Fighting continues to rage in Najaf
Four days of intense fighting in the heart of Najaf, across southern Iraq and in several districts of Baghdad has raised fears of a second Shi’ite Muslim uprising and piled pressure on Prime Minister Iyad Allawi’s 40-day-old interim government.
In an effort to staunch growing Shi’ite radicalism and a 16-month Sunni-led insurgency, the government has in the past two days introduced an amnesty for low-level guerrillas while reinstating the death penalty for hard-line criminals.
Despite that carrot-and-stick approach, however, fighting shows little sign of abating, and kidnapping - a common currency of insurgents in recent months - continues apace.
During a brief tour of Najaf yesterday, during which he was protected by scores of heavily armed US guards, Mr Allawi urged militants to down their weapons or face the consequences.

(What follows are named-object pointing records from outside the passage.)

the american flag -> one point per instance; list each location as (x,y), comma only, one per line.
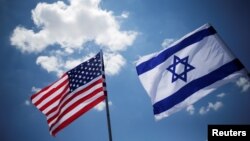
(76,92)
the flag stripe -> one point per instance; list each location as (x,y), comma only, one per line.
(74,98)
(66,98)
(85,87)
(78,114)
(155,61)
(55,101)
(196,85)
(50,91)
(75,104)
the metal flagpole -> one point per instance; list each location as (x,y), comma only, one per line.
(106,100)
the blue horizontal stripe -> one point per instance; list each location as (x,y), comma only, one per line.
(194,38)
(197,85)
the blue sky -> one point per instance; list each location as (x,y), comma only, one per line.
(42,39)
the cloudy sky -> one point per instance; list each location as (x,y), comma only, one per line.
(42,39)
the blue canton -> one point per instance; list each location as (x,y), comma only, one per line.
(85,72)
(186,68)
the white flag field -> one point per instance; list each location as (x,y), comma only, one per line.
(188,70)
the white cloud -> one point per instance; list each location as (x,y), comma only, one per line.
(190,109)
(166,42)
(101,106)
(71,26)
(211,106)
(50,63)
(113,63)
(243,83)
(221,95)
(125,14)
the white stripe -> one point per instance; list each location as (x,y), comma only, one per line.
(46,110)
(76,109)
(73,101)
(35,99)
(52,96)
(206,56)
(198,95)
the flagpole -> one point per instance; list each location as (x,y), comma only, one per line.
(106,101)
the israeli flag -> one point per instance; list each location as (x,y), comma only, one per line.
(188,70)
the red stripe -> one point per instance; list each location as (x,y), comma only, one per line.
(60,105)
(47,87)
(78,102)
(51,92)
(59,96)
(78,114)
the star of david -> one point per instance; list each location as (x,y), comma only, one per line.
(182,64)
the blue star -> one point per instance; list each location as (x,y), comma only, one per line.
(186,68)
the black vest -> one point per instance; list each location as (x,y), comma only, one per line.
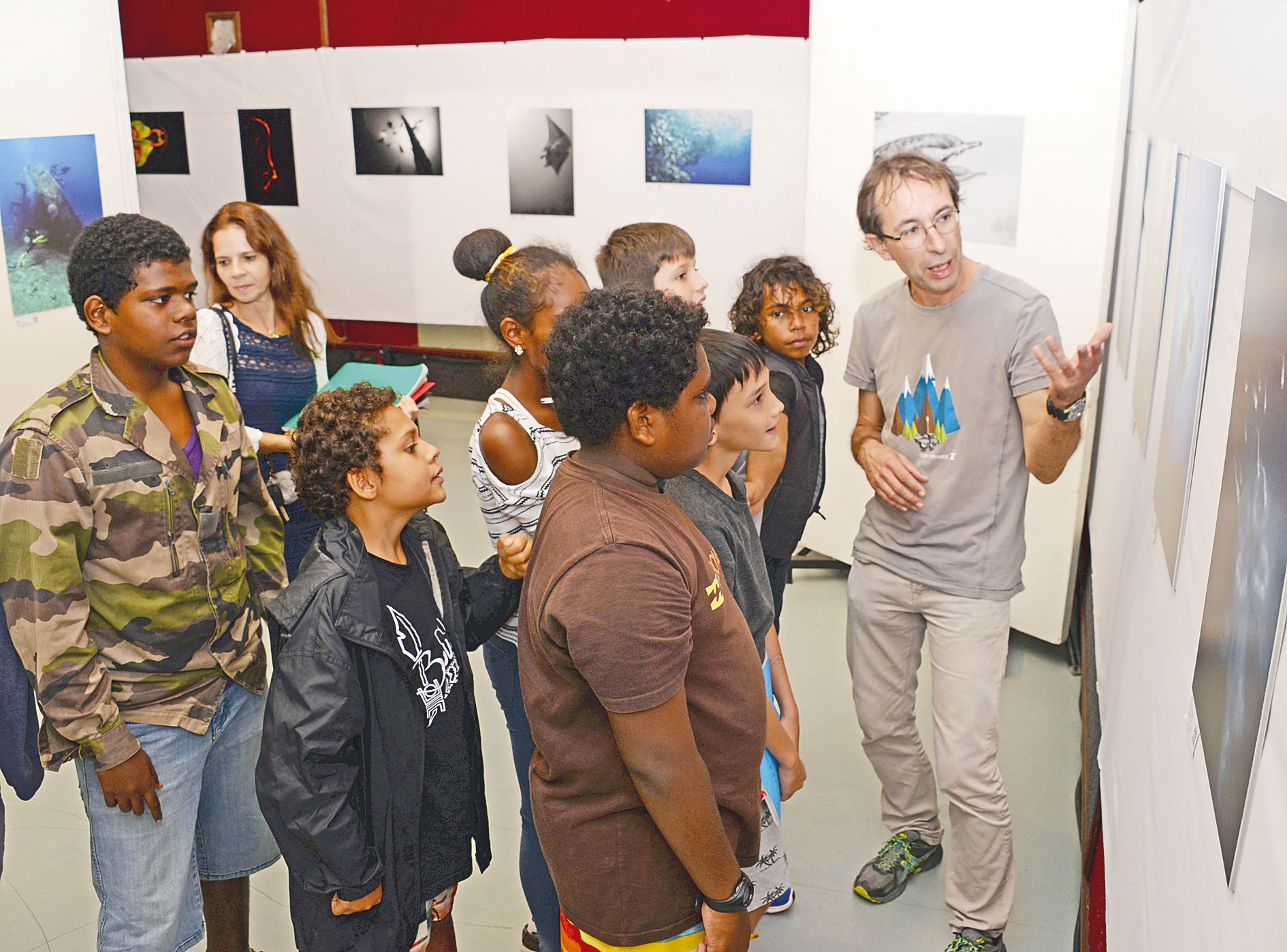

“There is no negotiation with any militia that bears arms against Iraq and the Iraqi people,” he told reporters in the shell-scarred city, 100 miles south of Baghdad.
“I believe gunmen should leave the holy sites ... quickly, lay down their weapons and return to the rule of order and law.”
Hundreds of Shi’ite militants have been killed or wounded in Najaf over the past four days, according to the US military and medical officials, as clashes between US forces and militiamen loyal to rebel cleric Moqtada al-Sadr intensify.
Two Apache gunships fired missiles at defences manned by Mr Sadr’s militia near Najaf’s ancient cemetery. The militia, known as the Mehdi Army, dug in, laying mines around the burial ground.
US soldiers advanced on the city’s Imam Ali shrine, the holiest site in Shi’ite Islam, tightening a noose around insurgent positions, while loudspeakers exhorted the militia to fight back, ordering: “Engage in Jihad.”
Clashes also erupted anew in the Baghdad slum district of Sadr City, and in other Baghdad areas, while across southern Iraq tensions remained high in several Shi’ite-dominant cities, including Nassiriya, Amara, Basra and Diwaniya.
At least two mortar bombs hit a street near a Baghdad hotel used by foreigners yesterday, wounding at least three people.
In Kerbala, a Shi’ite city 32 miles north of Najaf, an Iranian diplomat was kidnapped by militants, according to the Iranian embassy, the second foreign diplomat seized in a wave of kidnappings since April.
The string of abductions, mostly targeting foreign truck drivers, appears aimed at forcing foreign governments to pull their troops out, and foreign companies to cease operations.